It was jaw-dropping to read this morning, Bret Stephen’s op-ed after an evening where many thousands of people across the globe celebrated a big win for nuclear disarmament — not least, those of us among the 468 non governmental organizations in over 100 countries and territories that are part of the International Campaign to Abolish Nuclear Weapons. Does such reach constitute the “little known” quip in regard to this year’s Nobel Peace Laureates?
What is truly and tragically “little known” are facts about the current threat and realities of nuclear weapons and nuclear war an equation that ICAN and its partner organizations on every continent have worked tirelessly to subvert.
Without a doubt, the most dangerous weapons in the world are nuclear. They are a threat to all life on earth. Unlike conventional bombs, they are unique in the far-reaching, long-lasting, wasteland producing destruction these instruments of omnicide provide.

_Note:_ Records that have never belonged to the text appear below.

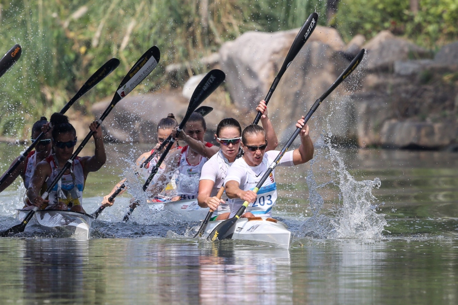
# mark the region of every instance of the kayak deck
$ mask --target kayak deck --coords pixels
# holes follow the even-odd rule
[[[18,210],[16,218],[22,221],[30,212],[28,210]],[[88,214],[58,210],[39,210],[26,227],[26,230],[57,232],[63,237],[75,239],[88,239],[93,217]]]
[[[224,221],[209,222],[204,236],[207,238],[217,226]],[[232,239],[259,241],[283,249],[289,249],[291,232],[283,223],[267,217],[238,219],[234,226]]]

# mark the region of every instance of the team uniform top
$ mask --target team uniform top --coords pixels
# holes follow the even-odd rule
[[[50,155],[45,159],[49,164],[52,170],[48,181],[53,181],[60,171],[57,169],[57,163],[54,155]],[[83,164],[80,161],[80,157],[77,156],[73,160],[70,167],[70,173],[62,175],[49,192],[48,199],[50,204],[63,202],[69,205],[69,208],[72,206],[81,205],[83,203],[83,190],[84,189],[85,182]]]
[[[288,152],[278,162],[278,165],[292,166],[293,152]],[[258,165],[250,166],[246,164],[243,158],[235,160],[229,167],[226,175],[226,181],[234,180],[240,184],[239,187],[243,191],[253,190],[259,183],[264,173],[278,155],[278,151],[270,151],[264,154],[262,162]],[[272,208],[275,205],[277,200],[277,184],[275,179],[275,170],[266,179],[257,193],[256,201],[248,205],[246,211],[259,216],[270,217]],[[230,218],[233,217],[237,211],[241,207],[244,201],[240,198],[234,198],[229,202],[230,206]]]
[[[215,183],[210,195],[211,197],[216,196],[220,188],[224,183],[224,179],[226,177],[226,173],[228,172],[229,166],[233,163],[233,162],[229,163],[228,159],[224,156],[223,152],[220,150],[204,164],[199,181],[210,180]],[[226,203],[220,205],[218,210],[214,212],[215,215],[219,215],[221,214],[229,212],[230,209],[228,202],[229,200],[230,200],[227,198]]]
[[[212,147],[213,145],[207,142],[207,147]],[[208,160],[206,157],[201,156],[200,161],[195,165],[189,164],[186,157],[189,150],[188,146],[181,149],[178,167],[175,171],[175,181],[177,184],[177,193],[182,199],[194,199],[197,198],[199,192],[199,179],[202,167]]]

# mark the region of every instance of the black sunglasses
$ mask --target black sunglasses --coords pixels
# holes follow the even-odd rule
[[[243,144],[245,145],[244,144]],[[256,152],[257,150],[263,151],[267,148],[267,141],[265,142],[265,144],[261,146],[252,146],[251,145],[245,145],[245,147],[248,149],[250,152]]]
[[[34,142],[36,140],[36,139],[32,139],[31,138],[30,138],[30,140],[32,141],[32,142]],[[38,144],[37,144],[37,145],[43,145],[43,146],[45,146],[45,145],[47,145],[48,144],[49,144],[50,143],[51,143],[51,139],[45,139],[45,140],[40,140],[40,142],[38,143]]]
[[[75,138],[75,140],[73,141],[68,141],[67,142],[61,142],[60,141],[56,141],[54,142],[54,145],[60,149],[63,149],[66,146],[68,148],[72,148],[76,145],[77,140],[77,138]]]

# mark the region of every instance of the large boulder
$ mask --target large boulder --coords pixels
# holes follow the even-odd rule
[[[249,111],[264,98],[298,31],[249,32],[223,46],[220,51],[221,65],[227,75],[226,87],[237,108]],[[348,66],[347,57],[343,52],[345,47],[335,29],[317,26],[288,68],[268,107],[281,141],[287,139],[301,115],[306,113]],[[327,101],[338,104],[345,100],[347,94],[345,86],[342,86]],[[351,103],[343,103],[340,111],[351,112]],[[324,103],[321,108],[320,113],[325,114],[317,113],[316,117],[327,116],[329,104]],[[252,116],[254,118],[254,113]],[[335,130],[336,135],[346,136],[350,132],[349,126],[342,127],[341,116],[335,117],[333,121],[332,117],[329,125],[339,126]],[[313,135],[321,133],[322,119],[313,119],[310,124],[313,126]]]
[[[431,57],[430,52],[389,31],[382,31],[363,47],[367,50],[365,68],[369,71],[392,71],[396,61]]]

Their tremendous power comes through a process called nuclear fission, the splitting of the atom — the strongest binding power in the universe ripped apart by the minds of men, and weaponized.
The primary effects of a nuclear explosion are the incredible blast, heat, fire, and radiation that produce destruction on an unimaginable scale. Immense light and thermal heat (comparable to the interior of the sun) cause a phenomenon called a firestorm. Firestorms deplete oxygen from the environment and create hurricane-like winds, which suck in debris to further feed the storm, causing super-infernos. Nothing can survive a firestorm. And all nature in its wake, the environment that supports life on earth, is laid waste.
The most insidious effect of nuclear weaponry is radiation. Once released, radioactive elements hang around for millennia upon millennia. They horribly impact the lives of any who survive in the present and put future generations at risk for cancer and genetic mutations. Due to long-lived radioactive poisoning, nuclear weapons have the ability to wage war on the future itself by altering the gene pool and threatening the continuation of life.
Still today, there are 15,000 nuclear weapons — each that are orders of magnitude more powerful than those that decimated Hiroshima and Nagasaki — thousands of which remain on hair trigger alert ready to launch in minutes. New research demonstrates the vulnerability of nuclear weapons command and control systems, cyber technology and aging infrastructure — such vulnerability that may well see the catastrophic use of nuclear weapons by accident. Current geopolitical saber rattling has the world on edge, including a recent threat made by the US to utterly destroy North Korea.
ICAN is far from “another tediously bleating “No Nukes” outfit” but a game changer in disarmament writ large.
For decades of borrowed time, the narrative of nuclear possessor nations has had to do with the military doctrine of deterrence and arms control. Human suffering and environmental consequences were never a specific concern. With the introduction of the Prohibition Treaty on Nuclear Weapons this past July, the humanitarian and environmental impacts of nuclear weapons have become the driving discourse on nuclear disarmament. This is no small achievement. Thanks to ICAN and the non nuclear weapons states who support the treaty, the dawn of nuclear weapons abolition has finally arrived.